Jednak wszystko, co dobre, kiedyś musi się skończyć. Tak więc, koniec z lenistwem i czas wrócić do obowiązków, a ten powrót na pewno zapisze się w pamięci Polaków „złotą czcionką”.
i na sygnale, tak Andrzej Duda wraca z urlopu w Beskidach 21 lutego 2021. Miłośnik narciarstwa skorzystał z otwartych stoków w Beskidach.
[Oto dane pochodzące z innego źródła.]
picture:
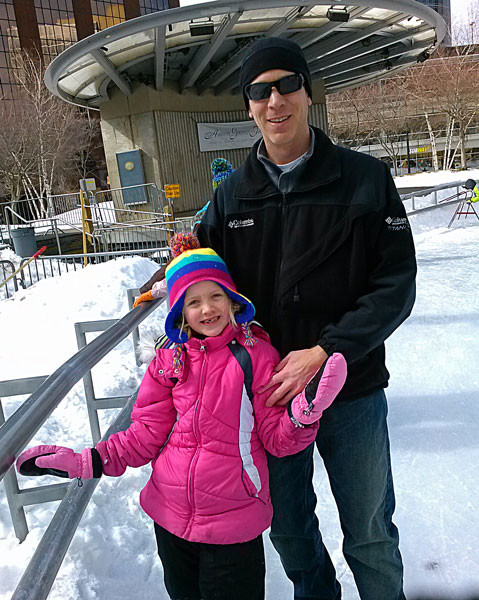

Prezydent Duda w środę i w czwartek szusował na wiślańskim stoku Cieńków. https://t.co/6cFQimlafk #example # demo via @twitterdev
— pietrek (@pietrek64501133) February 22, 2021
Pognał więc pan Duda, eskortowany przez samochody SOP-u i nie byłoby w tym nic dziwnego, bo przecież to osoba publiczna i głowa państwa, ale …
…czy rzeczywiście wracając z prywatnego wypoczynku, trzeba było blokować przejazd innych urlopowiczów, wymuszając pierwszeństwo i jadąc na sygnale?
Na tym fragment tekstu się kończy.